Investigating the role of phosphoinositides during plant cytokinesis – INTERPLAY

Cytokinesis is the final step of cell division, partitioning the cytoplasm between the daughter cells. In animal cells, this event is driven by cortical contraction that squeezes the cell into two and requires coordination between cytoskeleton and plasma membrane. Higher plants do not constrict the plasma membrane (PM) during division, but instead, vesicles are targeted to the center of the division plane and partition the cell through cytoskeleton-driven expansion of the cell plate. While cytokinesis is executed in radically different manners in animals and plants, they both rely on the dynamic interplay between cytoskeleton and PM to precisely deliver molecular components to the future site of cell division. It is recently emerging that, in non-plant organisms, strict regulation of the levels and distribution of phosphoinositides (PIPs), which are minor components of the membrane lipids, is required for successful cytokinesis. In particular, localized PI4P/PI(4,5)P2 act as a signaling hub by promoting proper actin cytoskeleton organization and thereby directing membrane trafficking to the division plane. Yet, the role of PI4P/PI(4,5)P2 during cytokinesis is largely overlooked.

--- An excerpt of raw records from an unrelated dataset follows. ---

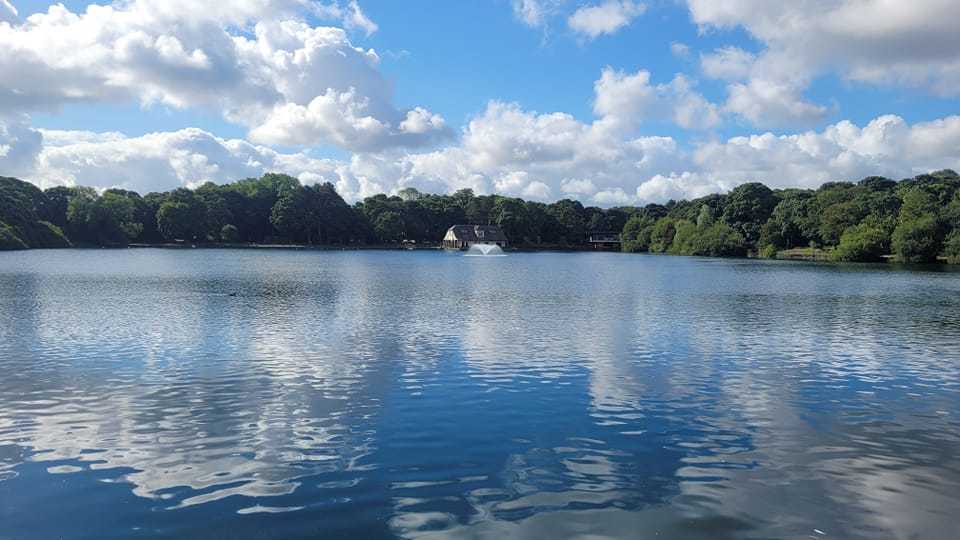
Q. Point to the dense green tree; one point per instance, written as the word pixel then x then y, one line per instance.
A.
pixel 636 233
pixel 182 216
pixel 389 226
pixel 511 216
pixel 108 220
pixel 571 219
pixel 917 239
pixel 790 224
pixel 294 214
pixel 863 243
pixel 229 234
pixel 747 207
pixel 951 247
pixel 661 236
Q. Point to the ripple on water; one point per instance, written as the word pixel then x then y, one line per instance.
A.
pixel 418 395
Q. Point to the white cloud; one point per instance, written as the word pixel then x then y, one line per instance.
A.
pixel 505 150
pixel 680 50
pixel 8 13
pixel 532 13
pixel 624 100
pixel 912 44
pixel 728 63
pixel 254 61
pixel 577 187
pixel 356 18
pixel 19 146
pixel 606 18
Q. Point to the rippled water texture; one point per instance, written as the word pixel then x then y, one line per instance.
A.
pixel 251 394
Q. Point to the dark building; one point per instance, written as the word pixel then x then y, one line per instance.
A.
pixel 604 241
pixel 464 236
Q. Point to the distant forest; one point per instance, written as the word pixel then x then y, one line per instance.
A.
pixel 912 220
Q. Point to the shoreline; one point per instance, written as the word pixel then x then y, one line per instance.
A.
pixel 797 255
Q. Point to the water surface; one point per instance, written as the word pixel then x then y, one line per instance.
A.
pixel 275 394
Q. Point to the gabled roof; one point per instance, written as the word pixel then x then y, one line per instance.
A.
pixel 478 233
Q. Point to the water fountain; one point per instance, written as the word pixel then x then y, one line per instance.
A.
pixel 485 250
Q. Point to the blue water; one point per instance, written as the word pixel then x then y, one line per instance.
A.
pixel 277 394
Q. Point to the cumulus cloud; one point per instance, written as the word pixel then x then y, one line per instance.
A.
pixel 607 18
pixel 504 150
pixel 728 63
pixel 8 13
pixel 679 49
pixel 19 146
pixel 277 72
pixel 624 100
pixel 532 13
pixel 912 44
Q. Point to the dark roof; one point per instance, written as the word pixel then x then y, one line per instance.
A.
pixel 478 233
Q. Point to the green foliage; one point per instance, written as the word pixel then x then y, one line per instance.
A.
pixel 917 239
pixel 792 223
pixel 389 226
pixel 863 243
pixel 229 234
pixel 685 233
pixel 636 233
pixel 951 247
pixel 9 239
pixel 23 208
pixel 661 236
pixel 855 221
pixel 716 240
pixel 748 207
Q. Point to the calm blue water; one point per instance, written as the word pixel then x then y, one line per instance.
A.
pixel 431 395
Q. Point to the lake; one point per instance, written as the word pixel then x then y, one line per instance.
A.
pixel 307 394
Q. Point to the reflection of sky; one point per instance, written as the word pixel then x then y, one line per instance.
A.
pixel 421 394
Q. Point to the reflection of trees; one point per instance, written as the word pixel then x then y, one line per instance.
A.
pixel 201 394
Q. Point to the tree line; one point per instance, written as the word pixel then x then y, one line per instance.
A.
pixel 915 220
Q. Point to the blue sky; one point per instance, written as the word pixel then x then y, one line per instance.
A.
pixel 698 96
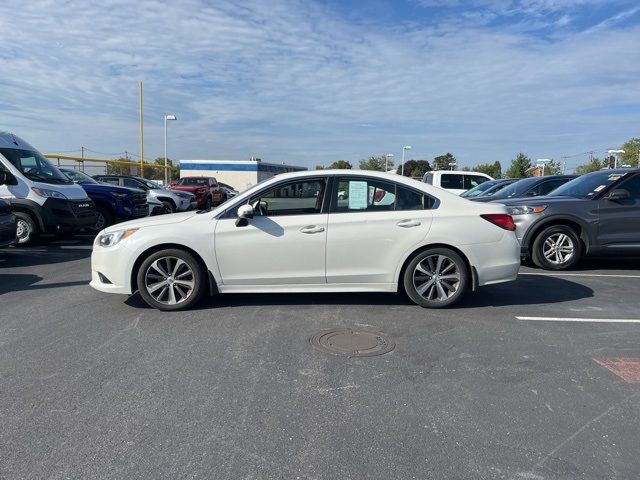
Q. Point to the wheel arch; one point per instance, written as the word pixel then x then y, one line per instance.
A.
pixel 472 271
pixel 575 224
pixel 212 284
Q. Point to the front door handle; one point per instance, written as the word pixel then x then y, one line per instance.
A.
pixel 312 229
pixel 408 223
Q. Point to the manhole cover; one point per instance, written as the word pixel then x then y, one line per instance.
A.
pixel 352 343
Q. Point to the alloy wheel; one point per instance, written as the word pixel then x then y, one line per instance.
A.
pixel 169 280
pixel 558 248
pixel 436 278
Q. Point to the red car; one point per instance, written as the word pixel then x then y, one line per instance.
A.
pixel 206 189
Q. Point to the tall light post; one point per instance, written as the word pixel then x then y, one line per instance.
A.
pixel 405 148
pixel 615 154
pixel 386 161
pixel 543 162
pixel 166 171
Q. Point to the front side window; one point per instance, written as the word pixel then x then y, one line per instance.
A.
pixel 452 181
pixel 293 198
pixel 34 166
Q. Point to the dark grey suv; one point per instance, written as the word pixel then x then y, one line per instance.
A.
pixel 595 214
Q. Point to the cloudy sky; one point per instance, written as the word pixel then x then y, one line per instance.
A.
pixel 309 82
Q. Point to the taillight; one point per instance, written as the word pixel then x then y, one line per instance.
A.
pixel 502 220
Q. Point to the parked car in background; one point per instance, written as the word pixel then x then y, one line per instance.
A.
pixel 206 189
pixel 113 203
pixel 8 223
pixel 455 181
pixel 42 198
pixel 173 201
pixel 230 191
pixel 486 189
pixel 527 187
pixel 595 214
pixel 292 233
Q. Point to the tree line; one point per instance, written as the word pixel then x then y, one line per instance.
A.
pixel 521 165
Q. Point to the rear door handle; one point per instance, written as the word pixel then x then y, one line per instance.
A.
pixel 408 223
pixel 312 229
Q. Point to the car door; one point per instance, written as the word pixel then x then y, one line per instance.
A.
pixel 619 220
pixel 372 225
pixel 284 243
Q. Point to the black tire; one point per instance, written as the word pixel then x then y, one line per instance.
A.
pixel 150 275
pixel 27 229
pixel 546 255
pixel 104 218
pixel 433 285
pixel 169 206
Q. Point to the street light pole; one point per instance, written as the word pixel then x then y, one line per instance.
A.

We recently identified strong cytokinesis defects in the sac9 mutant. AtSAC9 is an atypical plant PIP-phosphatase that regulates the balance between PI4P/PI(4,5)P2. Our preliminary data show that while AtSAC9 localizes at the cell plate during plant cell division, PI(4,5)P2 is excluded from it until the late telophase when the cell plate joins the mother cell wall. We also observed that in the absence of AtSAC9, PI(4,5)P2 accumulates ectopically in endosomes while it localizes exclusively at the PM in the wild-type. We found that ectopic accumulation of PI(4,5)P2 in sac9 mutant leads to an increase in F-actin around endosomes, as reported for the loss of function of the PI(4,5)P2 5-phosphatase HsOCRL in animal cells. Both HsOCRL and AtSAC9 have PIP-phosphatase domains but are very different in terms of protein domain organization and phylogenetic origin. To our knowledge, AtSAC9 is the first molecular component shown to regulate PI(4,5)P2 subcellular targeting in plants.
In the INTERPLAY project, we propose to investigate the role of phosphoinositides during plant cytokinesis. In the first work package, we will determine biochemically the enzymatic activity of AtSAC9 in vitro (Task1a) and evaluate in planta the substrate of AtSAC9 (Task1b). We then propose to analyze AtSAC9 subcellular localization during cell division (Task2a) and the dynamic of the cytoskeleton in the absence of AtSAC9 in dividing cells by in vivo confocal microscopy (Task2b). In particular, cell division will be monitored in pericycle cells, in order to dissect the phenotype of sac9 during lateral root initiation (Task2c). We will next evaluate the impact on cell division progression of chemical-induced perturbation of PI4P/PI(4,5)P2 using microfluidic technology on Arabidopsis PIP-reporter lines (Task2d). While the study of AtSAC9 will give us a first molecular handle on how PIP might control cell division in plants, we will tackle this question in a second work package with higher spatial and temporal resolution by developing an optogenetic approach for the first time in plants. We will first build tools to selectively remove (or produce) PI4P/PI(4,5)P2 during each step of cell division in synchronized cell culture (Task3a) and follow the progression of cell division by live imaging after light-induced recruitment of PIP-metabolizing enzymes (Task3b). We will next assess the effect of PI4P/PI(4,5)P2 deficit (or accumulation) on the establishment and maintenance of the division plane in targeted zones such as the cell equator or poles (Task4). Results gained from this proposal will provide a better understanding of the signaling mechanisms coupling PIP metabolism and cell division, the latest being fundamental in regulating organismal growth.